Sound: The sound of the dishwasher running. Every night, after we kids were tucked in bed, the last thing my mom would do is run the dishwasher, and I would fall asleep with it humming in the background. It was comforting, the sound of routine, which is all any child wants, really.
Taste: Campbell's Chicken and Stars soup. Total comfort food, and what I generally ate when I was sick. Just tasting it today brings back that dreamy feeling of sitting on the couch in jammies in the middle of the day, a tv tray in front of me, and some show I'd never get to watch otherwise blaring away.
Smell: Cantaloupe. Every summer we would go to Ocean City NJ where my grandparents lived. One summer, and I can't remember which one, we stopped on the way home to pick up some fruit at one of those farm stands. On the way home, the trunk got so hot that it totally killed the cantaloupe that was in the trunk, and for the rest of the summer our car smelled faintly of cantaloupe. To this day that sweet, fruity smell takes me right back to the summertimes of my childhood.

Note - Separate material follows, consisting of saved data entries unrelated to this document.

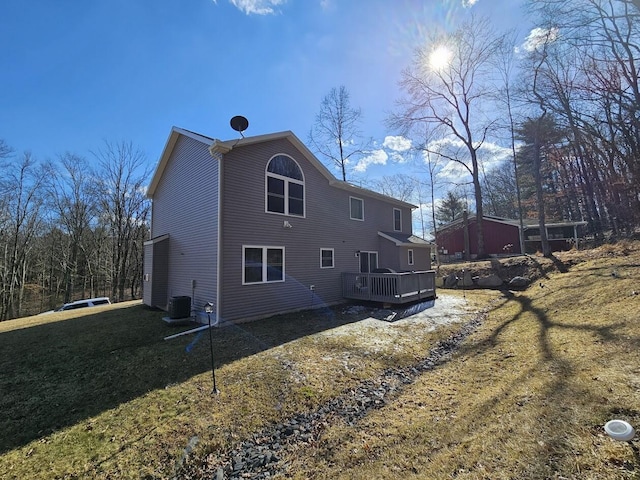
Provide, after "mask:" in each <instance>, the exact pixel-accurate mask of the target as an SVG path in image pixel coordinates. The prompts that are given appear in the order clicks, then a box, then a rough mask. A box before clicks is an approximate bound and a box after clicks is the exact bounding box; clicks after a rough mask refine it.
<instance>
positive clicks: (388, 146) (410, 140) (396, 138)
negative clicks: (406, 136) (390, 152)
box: [382, 135, 411, 152]
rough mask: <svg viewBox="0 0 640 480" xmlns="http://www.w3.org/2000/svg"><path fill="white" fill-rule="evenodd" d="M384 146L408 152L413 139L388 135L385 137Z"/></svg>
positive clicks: (382, 144)
mask: <svg viewBox="0 0 640 480" xmlns="http://www.w3.org/2000/svg"><path fill="white" fill-rule="evenodd" d="M382 146H383V147H385V148H388V149H389V150H393V151H395V152H406V151H407V150H409V149H410V148H411V140H410V139H408V138H405V137H403V136H393V135H388V136H386V137H384V142H382Z"/></svg>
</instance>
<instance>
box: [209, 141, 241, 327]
mask: <svg viewBox="0 0 640 480" xmlns="http://www.w3.org/2000/svg"><path fill="white" fill-rule="evenodd" d="M236 143H237V142H236ZM232 148H233V147H232V146H229V145H226V144H224V143H223V142H220V141H219V140H214V141H213V143H212V144H211V146H210V147H209V153H210V154H211V157H212V158H214V159H216V160H217V161H218V198H217V202H218V205H217V209H218V211H217V212H216V216H217V219H216V221H217V230H218V231H217V232H216V237H217V238H216V257H217V258H216V324H219V322H220V298H221V296H222V293H221V292H220V290H221V287H220V278H221V276H222V273H221V272H222V265H221V264H222V261H221V260H222V255H221V254H222V173H223V170H224V169H223V162H222V159H223V158H224V155H225V154H226V153H229V152H230V151H231V149H232Z"/></svg>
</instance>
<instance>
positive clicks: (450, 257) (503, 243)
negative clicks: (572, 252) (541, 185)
mask: <svg viewBox="0 0 640 480" xmlns="http://www.w3.org/2000/svg"><path fill="white" fill-rule="evenodd" d="M586 224H587V222H584V221H579V222H557V223H547V224H546V225H545V227H546V230H547V238H548V239H549V246H550V247H551V250H552V251H560V250H569V249H570V248H572V247H573V246H574V245H576V246H577V245H578V227H579V226H582V225H586ZM482 226H483V229H484V247H485V253H487V254H488V255H504V254H511V253H516V254H518V253H523V252H522V249H521V248H520V222H519V220H511V219H507V218H501V217H491V216H485V217H484V221H483V223H482ZM523 227H524V228H523V229H524V250H525V252H526V253H535V252H536V251H541V250H542V244H541V242H540V228H539V226H538V221H537V220H530V219H528V220H525V221H524V226H523ZM466 233H467V235H468V242H469V253H470V258H474V257H475V256H476V255H477V254H478V222H477V219H476V217H475V216H472V217H469V218H468V219H467V221H466ZM436 244H437V246H438V253H439V254H440V256H441V258H442V259H444V260H447V259H462V258H464V253H465V221H464V220H463V219H462V218H461V219H458V220H456V221H454V222H451V223H449V224H447V225H444V226H442V227H440V229H439V231H438V232H437V235H436Z"/></svg>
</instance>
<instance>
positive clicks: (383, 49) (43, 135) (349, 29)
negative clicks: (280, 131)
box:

Touch: Beach again. Stepping onto the beach when the sand was so hot you couldn't stand there for more than a second. We made it a game, seeing who could stand there the longest before lifting up the foot and hopping onto the other one and eventually racing down to the stretch of beach closer to the ocean, the hot sand giving way to cooler, wetter sand the muddy sand that squished between our toes as we went into the ocean. Then there was the jetty - a collection of rocks that made a sort of pier in the ocean, designed to keep the beach from eroding or something. We would climb all over those rocks, warm and rough and slippery by turns, and pretend many things, from being shipwrecked survivors to visitors to an alien planet.
Sight: Leaving my grandparent's house at the shore. My grandfather would stand outside, next to the little ornamental street lamp that was in their yard, and wave us off. I would be in the 'back back' of the station wagon, waving at him as we drove down the street. The last time he did this was the last time I saw him alive; he was ill with cancer and passed away when I was 10 years old. I can still see him standing there, smiling, and waving good-bye.